William Henry Seward Jr.

Seward, the son of Lincoln's Secretary of State, was born 18 June 1839 in Auburn, New York. He was educated at home and became interested in finance. He worked as a store clerk and as secretary to his father when the elder Seward was a US Senator. In 1861 the younger Seward, in partnership with Clinton McDougall, opened a private bank in Auburn. He abandoned banking in order to serve during the Civil War.

Seward joined the 138th New York Infantry regiment as a lieutenant colonel on 22 August 1862. The 138th mustered into US service on 6 September 1862 and left New York on 12 September and upon arriving in Washington was assigned to garrison duty in the Washington defenses. The regiment was re-designated the 9th New York Heavy Artillery on 9 December 1862. On 12 August 1863, four companies of the 9th NY under Seward's command were assigned to Fort Foote, a nearly completed water battery of eight 200-pounder Parrott rifles and two 15-inch guns situated to protect the water approach to Washington. It was located six miles below the city, on a commanding bluff 100 feet above the Maryland shore of the Potomac River.

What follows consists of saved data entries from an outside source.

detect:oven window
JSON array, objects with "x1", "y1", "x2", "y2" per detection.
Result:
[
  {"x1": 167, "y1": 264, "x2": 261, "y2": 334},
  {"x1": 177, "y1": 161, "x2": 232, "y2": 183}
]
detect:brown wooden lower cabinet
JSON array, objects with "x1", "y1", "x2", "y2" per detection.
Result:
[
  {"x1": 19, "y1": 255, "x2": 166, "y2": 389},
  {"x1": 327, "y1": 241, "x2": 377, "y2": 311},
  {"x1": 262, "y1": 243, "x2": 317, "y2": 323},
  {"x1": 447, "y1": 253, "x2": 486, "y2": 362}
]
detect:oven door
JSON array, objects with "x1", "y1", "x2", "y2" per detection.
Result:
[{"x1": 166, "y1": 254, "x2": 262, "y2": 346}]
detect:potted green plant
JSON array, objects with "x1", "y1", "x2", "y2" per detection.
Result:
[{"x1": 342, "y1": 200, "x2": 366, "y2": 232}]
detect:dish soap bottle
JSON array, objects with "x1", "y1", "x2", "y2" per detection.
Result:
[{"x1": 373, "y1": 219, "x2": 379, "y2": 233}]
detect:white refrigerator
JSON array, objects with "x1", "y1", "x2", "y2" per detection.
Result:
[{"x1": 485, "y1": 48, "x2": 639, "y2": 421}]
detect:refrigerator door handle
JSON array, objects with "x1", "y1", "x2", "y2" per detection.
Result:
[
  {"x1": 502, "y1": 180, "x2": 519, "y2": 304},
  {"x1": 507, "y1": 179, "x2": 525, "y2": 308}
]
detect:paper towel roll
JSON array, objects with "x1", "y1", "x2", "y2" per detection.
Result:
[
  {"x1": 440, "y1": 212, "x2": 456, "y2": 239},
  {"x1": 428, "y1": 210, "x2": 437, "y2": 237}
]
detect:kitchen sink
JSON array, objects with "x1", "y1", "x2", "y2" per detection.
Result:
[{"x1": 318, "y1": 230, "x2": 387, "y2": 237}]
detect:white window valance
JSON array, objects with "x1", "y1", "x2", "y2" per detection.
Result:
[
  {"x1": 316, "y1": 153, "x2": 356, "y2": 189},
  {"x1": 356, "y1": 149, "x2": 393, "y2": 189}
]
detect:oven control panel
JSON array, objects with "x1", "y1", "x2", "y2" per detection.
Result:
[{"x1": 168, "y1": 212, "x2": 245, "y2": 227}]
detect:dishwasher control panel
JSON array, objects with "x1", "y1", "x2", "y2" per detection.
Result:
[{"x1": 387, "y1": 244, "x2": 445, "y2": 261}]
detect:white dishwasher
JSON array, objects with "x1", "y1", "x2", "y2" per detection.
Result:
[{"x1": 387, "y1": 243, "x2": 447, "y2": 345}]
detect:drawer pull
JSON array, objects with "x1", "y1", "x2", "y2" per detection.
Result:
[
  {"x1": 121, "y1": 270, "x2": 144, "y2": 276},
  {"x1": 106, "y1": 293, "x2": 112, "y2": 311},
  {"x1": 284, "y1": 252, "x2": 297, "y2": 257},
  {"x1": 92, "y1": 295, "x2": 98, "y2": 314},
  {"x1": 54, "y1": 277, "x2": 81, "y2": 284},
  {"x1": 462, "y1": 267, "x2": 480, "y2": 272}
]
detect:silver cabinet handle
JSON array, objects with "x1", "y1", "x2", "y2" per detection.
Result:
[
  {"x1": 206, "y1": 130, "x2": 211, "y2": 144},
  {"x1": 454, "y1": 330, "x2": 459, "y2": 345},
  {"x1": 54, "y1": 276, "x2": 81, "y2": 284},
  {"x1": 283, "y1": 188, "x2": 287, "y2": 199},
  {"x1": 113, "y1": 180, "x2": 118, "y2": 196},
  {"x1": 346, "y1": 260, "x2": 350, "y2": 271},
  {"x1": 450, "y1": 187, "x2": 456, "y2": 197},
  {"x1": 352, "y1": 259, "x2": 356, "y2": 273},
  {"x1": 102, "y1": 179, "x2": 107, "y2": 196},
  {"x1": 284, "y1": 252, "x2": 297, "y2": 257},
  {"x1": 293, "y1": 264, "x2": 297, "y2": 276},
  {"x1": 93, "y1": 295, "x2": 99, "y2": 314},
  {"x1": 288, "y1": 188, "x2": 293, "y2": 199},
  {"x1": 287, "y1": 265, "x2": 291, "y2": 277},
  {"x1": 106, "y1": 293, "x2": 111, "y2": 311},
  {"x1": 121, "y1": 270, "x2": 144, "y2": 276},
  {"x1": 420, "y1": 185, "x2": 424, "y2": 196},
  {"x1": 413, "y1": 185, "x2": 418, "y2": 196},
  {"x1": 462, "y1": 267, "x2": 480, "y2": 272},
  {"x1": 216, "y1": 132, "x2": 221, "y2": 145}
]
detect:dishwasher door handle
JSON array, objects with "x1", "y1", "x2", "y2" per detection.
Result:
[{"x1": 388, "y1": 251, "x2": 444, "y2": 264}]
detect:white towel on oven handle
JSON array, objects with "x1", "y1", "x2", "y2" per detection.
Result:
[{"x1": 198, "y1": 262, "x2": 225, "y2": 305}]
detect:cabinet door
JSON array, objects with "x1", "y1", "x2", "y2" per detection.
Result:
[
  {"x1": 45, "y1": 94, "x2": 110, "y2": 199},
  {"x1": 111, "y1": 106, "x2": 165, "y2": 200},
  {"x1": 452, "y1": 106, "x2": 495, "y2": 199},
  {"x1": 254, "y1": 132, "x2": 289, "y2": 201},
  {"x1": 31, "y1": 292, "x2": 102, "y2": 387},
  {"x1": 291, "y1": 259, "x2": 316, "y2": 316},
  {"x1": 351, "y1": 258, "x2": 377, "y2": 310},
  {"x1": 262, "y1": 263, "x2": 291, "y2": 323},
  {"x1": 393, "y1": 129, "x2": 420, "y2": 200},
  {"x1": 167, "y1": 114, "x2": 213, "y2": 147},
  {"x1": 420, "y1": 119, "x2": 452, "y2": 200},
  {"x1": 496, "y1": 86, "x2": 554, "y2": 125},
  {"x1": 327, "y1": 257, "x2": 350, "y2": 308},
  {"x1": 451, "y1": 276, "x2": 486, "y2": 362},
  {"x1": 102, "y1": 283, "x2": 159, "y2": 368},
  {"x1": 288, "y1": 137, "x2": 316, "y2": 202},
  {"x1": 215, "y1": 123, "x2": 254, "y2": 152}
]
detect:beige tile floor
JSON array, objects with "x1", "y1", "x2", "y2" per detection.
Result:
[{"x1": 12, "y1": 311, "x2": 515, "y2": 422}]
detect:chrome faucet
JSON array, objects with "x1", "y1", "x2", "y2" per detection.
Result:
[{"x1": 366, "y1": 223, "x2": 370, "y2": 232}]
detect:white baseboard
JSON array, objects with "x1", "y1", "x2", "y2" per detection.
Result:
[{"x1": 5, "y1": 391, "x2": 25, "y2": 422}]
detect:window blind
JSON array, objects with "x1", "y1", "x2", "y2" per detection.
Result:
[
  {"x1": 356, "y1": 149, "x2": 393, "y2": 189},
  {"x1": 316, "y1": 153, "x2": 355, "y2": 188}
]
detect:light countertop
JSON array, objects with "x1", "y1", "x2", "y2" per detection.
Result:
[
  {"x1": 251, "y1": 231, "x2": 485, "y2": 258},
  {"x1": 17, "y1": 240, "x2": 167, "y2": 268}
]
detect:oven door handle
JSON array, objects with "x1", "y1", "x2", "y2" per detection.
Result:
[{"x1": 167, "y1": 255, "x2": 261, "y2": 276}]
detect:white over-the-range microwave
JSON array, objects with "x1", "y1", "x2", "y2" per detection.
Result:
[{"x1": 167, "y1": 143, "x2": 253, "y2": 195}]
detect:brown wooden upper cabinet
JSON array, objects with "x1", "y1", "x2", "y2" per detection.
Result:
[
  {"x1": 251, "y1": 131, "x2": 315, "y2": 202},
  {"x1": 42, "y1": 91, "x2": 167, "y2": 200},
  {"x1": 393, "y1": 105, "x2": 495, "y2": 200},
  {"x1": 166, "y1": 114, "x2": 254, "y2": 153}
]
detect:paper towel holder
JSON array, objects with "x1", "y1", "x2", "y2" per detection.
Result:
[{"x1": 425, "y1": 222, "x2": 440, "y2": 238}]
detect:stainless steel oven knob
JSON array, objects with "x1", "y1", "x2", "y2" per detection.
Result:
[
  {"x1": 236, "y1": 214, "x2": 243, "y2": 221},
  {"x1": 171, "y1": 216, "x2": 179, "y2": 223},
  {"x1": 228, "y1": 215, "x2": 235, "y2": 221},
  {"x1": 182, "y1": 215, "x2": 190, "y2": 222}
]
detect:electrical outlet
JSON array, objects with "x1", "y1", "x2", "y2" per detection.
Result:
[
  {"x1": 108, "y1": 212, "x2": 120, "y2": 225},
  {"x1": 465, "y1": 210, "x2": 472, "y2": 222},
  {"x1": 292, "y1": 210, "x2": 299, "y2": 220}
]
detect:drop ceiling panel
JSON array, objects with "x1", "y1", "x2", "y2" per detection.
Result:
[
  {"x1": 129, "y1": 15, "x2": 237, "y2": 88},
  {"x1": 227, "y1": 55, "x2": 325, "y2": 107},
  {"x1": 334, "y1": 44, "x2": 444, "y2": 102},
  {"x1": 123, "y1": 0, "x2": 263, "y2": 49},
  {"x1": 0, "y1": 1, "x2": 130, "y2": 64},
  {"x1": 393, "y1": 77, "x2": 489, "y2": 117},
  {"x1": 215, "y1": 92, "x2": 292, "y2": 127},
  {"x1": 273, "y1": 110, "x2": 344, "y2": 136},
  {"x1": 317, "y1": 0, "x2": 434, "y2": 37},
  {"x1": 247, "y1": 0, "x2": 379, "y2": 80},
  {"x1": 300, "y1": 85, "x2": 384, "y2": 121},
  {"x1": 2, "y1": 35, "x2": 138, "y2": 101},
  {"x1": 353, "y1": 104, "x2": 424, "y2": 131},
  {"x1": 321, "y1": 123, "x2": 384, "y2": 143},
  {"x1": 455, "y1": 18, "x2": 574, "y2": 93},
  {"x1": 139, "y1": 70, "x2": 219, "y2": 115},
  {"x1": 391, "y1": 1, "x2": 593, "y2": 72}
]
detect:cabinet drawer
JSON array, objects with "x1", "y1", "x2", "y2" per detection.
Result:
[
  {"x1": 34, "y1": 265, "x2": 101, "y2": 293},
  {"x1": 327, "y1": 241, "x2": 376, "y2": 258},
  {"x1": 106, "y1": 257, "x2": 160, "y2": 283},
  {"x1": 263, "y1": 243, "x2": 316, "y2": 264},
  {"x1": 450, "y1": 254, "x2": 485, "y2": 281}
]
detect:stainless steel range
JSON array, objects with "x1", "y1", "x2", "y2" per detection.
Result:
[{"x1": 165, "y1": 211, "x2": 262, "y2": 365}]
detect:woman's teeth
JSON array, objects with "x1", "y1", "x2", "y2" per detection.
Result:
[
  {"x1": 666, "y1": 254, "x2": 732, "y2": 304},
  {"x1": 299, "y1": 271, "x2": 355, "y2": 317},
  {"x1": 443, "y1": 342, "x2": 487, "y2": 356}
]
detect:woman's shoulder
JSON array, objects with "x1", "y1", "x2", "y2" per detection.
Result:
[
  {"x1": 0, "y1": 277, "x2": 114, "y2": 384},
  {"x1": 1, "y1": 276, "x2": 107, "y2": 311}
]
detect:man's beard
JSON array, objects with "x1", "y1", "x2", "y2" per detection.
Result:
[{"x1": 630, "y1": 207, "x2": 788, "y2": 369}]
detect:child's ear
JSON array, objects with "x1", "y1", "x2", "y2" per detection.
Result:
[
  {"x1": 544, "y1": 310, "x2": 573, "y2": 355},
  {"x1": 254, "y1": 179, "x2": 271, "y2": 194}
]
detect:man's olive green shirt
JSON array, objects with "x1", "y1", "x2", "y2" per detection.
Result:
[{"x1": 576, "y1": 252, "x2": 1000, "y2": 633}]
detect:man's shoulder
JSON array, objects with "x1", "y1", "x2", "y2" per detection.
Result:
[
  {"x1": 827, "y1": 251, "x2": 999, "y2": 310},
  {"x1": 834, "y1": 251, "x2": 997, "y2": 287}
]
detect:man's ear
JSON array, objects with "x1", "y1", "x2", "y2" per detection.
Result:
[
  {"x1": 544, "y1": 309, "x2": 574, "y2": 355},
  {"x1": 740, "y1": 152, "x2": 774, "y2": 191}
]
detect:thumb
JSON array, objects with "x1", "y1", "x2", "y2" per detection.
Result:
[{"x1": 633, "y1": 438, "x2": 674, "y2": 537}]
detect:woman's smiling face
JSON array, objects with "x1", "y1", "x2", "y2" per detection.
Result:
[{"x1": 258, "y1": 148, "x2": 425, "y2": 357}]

The Secretary of State often visited his son at the fort, on one occasion, 20 August 1863, accompanied by President Lincoln and a number of high-ranking army officers. On 18 May 1864 Seward, along with the 9th NY, was relieved of garrison duty and ordered to report to the Army of the Potomac in the field. Seward fought at North Anna and Cold Harbor. He was promoted to colonel and given command of the regiment on 10 June 1864. He and his regiment were sent to delay Jubal Early's drive on Washington. Seward was slightly wounded at Monocacy and broke his leg when his horse fell. On 13 September 1864, while still recuperating, he was promoted to brigadier general. He returned to duty in West Virginia as the commander of the 1st brigade, 3rd division in the Department of West Virginia.

Seward resigned on 1 June 1865 and returned to Auburn and the banking industry. He was active in political, charitable, veterans', and historical organizations up until his death on 26 April 1920.